Obsolescenza programmata: Ricciatti, al governo il pungolo per “riparare”

Economia

«Non possiamo parlare di consumismo, senza puntare il dito, e quindi porre rimedio, alle storture produttive che fanno sì che tanti oggetti, ormai necessari e in uso nel nostro vivere quotidiano, diventino obsoleti non appena usciti dalla fabbrica che li ha prodotti. Finché possibile, aggiustiamo invece di ricomprare. Ne guadagneranno l’ambiente, e le nostre tasche.» È avvezza come suo solito ad andare sul concreto e a toccare con mano i problemi di tutti, l’onorevole marchigiana di Articolo 1 MDP, Lara Ricciatti, prima firmataria della risoluzione sulla cosiddetta “obsolescenza programmata”, approvata oggi in Commissione Attività Produttive, Commercio e Turismo della Camera.

Si scrive “obsolescenza programmata” e si traduce in una precisa strategia commerciale, pianificata dalle fabbriche al momento stesso di ideare il bene da immettere in commercio, per limitare a priori la vita di quel prodotto – e renderlo quindi velocemente obsoleto, non più di moda o non più utilizzabile – sì da farlo presto sostituire da un nuovo acquisto.
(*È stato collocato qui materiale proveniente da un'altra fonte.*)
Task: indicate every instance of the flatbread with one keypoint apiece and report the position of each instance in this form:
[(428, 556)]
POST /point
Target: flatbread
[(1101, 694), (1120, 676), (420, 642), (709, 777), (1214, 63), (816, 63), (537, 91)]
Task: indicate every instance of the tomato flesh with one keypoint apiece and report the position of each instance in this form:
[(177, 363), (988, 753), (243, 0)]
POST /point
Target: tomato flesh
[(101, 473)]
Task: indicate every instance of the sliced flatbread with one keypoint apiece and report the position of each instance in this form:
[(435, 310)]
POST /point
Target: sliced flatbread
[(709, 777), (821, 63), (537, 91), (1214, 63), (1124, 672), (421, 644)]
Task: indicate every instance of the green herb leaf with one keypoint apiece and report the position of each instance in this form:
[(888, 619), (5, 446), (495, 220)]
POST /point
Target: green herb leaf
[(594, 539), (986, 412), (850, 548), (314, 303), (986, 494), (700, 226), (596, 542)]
Una delle tante colonne portanti del sistema economico capitalistico: quella per indurre “artificialmente” la necessità di una domanda continua di beni di consumo, non permettendone ad esempio la riparazione.

«Grazie a questo atto – prosegue l’On.Ricciatti, che in Decima Commissione è capogruppo MDP – il Governo si impegna ad adottare iniziative affinché il produttore assicuri la disponibilità delle parti di ricambio di un bene di consumo per tutti i cinque anni successivi alla sua immissione sul mercato, garantendo che il costo della parte di ricambio sia sempre e comunque proporzionato al prezzo di vendita del bene. E laddove l’accesso e la sostituzione di alcune sue parti, per motivi tecnici o di sicurezza, siano impossibili al consumatore, sarà fatto obbligo al produttore di fornire di questo chiara indicazione in etichetta, informando il compratore prima dell’acquisto. Si valuterà inoltre l’opportunità di avviare verifiche sul funzionamento e sulla durata media dei beni di consumo. Nonché di assumere iniziative per determinare, a seconda delle categorie dei beni di consumo, la percentuale massima per cui un guasto possa risultare accettabile, nel periodo di durata media e secondo il normale utilizzo del bene.»
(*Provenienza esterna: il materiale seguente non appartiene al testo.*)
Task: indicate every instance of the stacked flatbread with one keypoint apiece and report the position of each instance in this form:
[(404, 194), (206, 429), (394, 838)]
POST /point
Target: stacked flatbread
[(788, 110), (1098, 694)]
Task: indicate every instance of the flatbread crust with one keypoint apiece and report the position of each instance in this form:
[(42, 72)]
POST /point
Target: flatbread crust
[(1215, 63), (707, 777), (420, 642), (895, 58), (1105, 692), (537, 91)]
Sotto il profilo storico e normativo, in tema di obsolescenza programmata è stato ricordato l’accordo Phoebus, stipulato a Ginevra nel 1924, per il controllo della produzione e vendita delle lampadine a incandescenza. Un cartello tra le più importanti case produttrici mondiali del tempo che di fatto riduceva la vita delle lampadine da 2.500 a 1.000 ore, impegnando i progettisti ad idearne di meno efficienti e durature. Mentre tornando all’oggi, in ambito europeo, sono state citate in Commissione le numerose Direttive volte alla tutela di ambiente e salute, nonché ad una corretta ed efficiente gestione dei rifiuti, ad esempio per lo smaltimento di pile e accumulatori, di apparecchiature elettriche ed elettroniche, delle plastiche.
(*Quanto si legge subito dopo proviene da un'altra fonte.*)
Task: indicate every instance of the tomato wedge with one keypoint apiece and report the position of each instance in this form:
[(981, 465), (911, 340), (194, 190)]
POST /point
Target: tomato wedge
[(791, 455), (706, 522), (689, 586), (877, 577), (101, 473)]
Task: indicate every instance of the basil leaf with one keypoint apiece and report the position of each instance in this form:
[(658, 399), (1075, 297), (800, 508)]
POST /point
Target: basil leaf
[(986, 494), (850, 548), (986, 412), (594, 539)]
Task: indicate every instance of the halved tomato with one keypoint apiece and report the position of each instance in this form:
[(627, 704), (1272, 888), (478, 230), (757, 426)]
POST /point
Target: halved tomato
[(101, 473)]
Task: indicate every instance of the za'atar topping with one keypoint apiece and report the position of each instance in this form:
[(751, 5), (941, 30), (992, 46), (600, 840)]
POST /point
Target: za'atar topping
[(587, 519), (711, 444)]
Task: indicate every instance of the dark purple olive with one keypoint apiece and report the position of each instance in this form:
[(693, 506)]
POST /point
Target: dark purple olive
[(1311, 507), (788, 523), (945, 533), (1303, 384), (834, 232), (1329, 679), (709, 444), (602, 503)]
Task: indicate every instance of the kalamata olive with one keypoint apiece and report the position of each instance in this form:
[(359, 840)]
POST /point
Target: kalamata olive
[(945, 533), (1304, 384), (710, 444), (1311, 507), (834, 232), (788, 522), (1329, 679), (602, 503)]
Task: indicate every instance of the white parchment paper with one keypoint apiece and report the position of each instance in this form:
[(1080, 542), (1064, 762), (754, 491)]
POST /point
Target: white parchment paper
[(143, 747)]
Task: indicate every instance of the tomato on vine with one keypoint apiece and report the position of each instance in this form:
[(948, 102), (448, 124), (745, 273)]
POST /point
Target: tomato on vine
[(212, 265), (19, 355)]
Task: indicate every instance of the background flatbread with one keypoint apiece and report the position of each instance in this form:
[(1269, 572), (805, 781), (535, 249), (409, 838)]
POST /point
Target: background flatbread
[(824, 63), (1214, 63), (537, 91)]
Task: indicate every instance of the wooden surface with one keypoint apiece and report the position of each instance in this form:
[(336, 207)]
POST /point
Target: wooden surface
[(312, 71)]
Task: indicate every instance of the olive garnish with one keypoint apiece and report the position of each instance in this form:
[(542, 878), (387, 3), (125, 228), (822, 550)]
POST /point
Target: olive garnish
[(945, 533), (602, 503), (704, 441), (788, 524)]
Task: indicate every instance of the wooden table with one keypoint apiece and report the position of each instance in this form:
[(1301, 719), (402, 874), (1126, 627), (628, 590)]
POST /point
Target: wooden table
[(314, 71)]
«Le risorse necessarie per sostenere i costi legati all’obsolescenza programmata, stimati in parecchi miliardi di euro l’ anno – conclude la deputata MDP, Lara Ricciatti – potrebbero essere reinvestiti nelle attività legate alla riparazione e al reimpiego dei beni, programmando e incentivando, ad esempio l’apertura di nuove attività dedicate alla manutenzione e al ripristino. Una strada che, quindi, la politica dovrebbe perseguire è proprio quella dell’apertura e del sostegno di scuole tecniche rivolte alla formazione di nuovi artigiani dediti alle riparazioni.»